Your timeline is essentially a museum that only displays winners. It manufactures the absurd illusion that “the normal outcome of this game is making a lot.” But in the real distribution, the overwhelming majority are losers — they just never show up on your screen.

The most dangerous part is that this lets you make decisions referring to a probability distribution that doesn’t exist. You think “betting a bit” has 1-in-100 odds when reality is closer to 1-in-10,000. That’s also a root cause of why crypto causes anxiety.

The losers you never see

Survivorship bias sounds like abstract statistics, but get specific and it lands harder.

The people not on your timeline look like this:

  • Those who bought LUNA and UST at the top in 2021 — for the cascade, see the Luna/UST collapse.
  • Those who used personal loans to leverage-buy altcoins and are still paying monthly installments after the tokens went to zero.
  • Those whose “teacher” gave them signal trades and whose stops kept getting hunted with eerie precision — until they realized the counterparty was the signal seller.
  • Those who held through a whole bull run and capitulated in the bear — probably the largest group, because they didn’t even lose with character, they just blandly burned time.

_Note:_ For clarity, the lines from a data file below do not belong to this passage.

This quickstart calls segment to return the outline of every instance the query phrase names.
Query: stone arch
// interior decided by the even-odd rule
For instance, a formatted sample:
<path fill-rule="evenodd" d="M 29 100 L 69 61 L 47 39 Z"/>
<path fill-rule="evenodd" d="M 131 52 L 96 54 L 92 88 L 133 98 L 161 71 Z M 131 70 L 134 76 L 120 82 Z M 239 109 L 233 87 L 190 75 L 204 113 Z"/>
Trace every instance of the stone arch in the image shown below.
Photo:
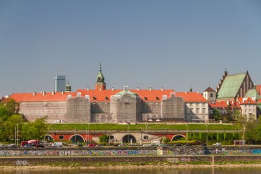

They mostly don’t post their stories, because telling it is both humiliating and unshareable. Even the “here’s how much I lost” posts you do see are usually traffic bait or hooks for a specific topic — the same biased distribution as the rich ones. To see the structural side, pair this with avoiding retail investor traps.

A winner under a spotlight, countless silent losers' backs in the dark of the stage, statistical truth hiding in shadow

Turn other people’s legends into your discipline

By now you’re probably somewhat “sober.” But sobriety isn’t enough — next time the next legend pops up, the anxiety will roll right back. What gives long-term immunity isn’t knowledge, it’s converting these observations into your own discipline. A few you can copy directly:

First, every time you want to chase a story, ask “can I afford it going to zero?” If no, don’t enter; if yes, only enter for that amount. Combined with position sizing and loss limits, this filters out 90% of impulsive decisions.

Second, translate other people’s “x times in y years” into absolute terms. “100k turning into a million” sounds huge, but his starting capital was 100k — are you willing to commit 100k of your own for the same odds? The heat drops by half once you do this math.

Third, set a recurring “rich-story immunity day.” One day a week, don’t open Twitter or any TG finance group, or unfollow every account that posts P&L screenshots. Emotional leverage is subtler than financial leverage but no less corrosive.

Fourth, write down your “judgment criteria,” not your “target prices.” Other people’s stories shouldn’t shift your criteria but they will shift your targets — the former protects you, the latter sells you out.

What you envy doesn’t matter; what your next trade looks like does

A plain final note: what you envy doesn’t matter; what your next trade looks like is what does.

The person you saw 10x in a year might be wiped out on their next trade. The person you didn’t see losing their down payment might finally be learning risk management. What separates the two isn’t past results, but how they treat their next trade.

In crypto, there’s no “should I envy” — only “what should I do now.” Pull your gaze back from someone else’s chart and onto your own account, and start taking responsibility from today’s next decision. That’s the highest value rich stories can offer you: they remind you that your own story isn’t finished, and the pen is still in your hand.

This article is for education only and is not financial advice. Crypto is volatile and risky — only ever risk what you can afford to lose.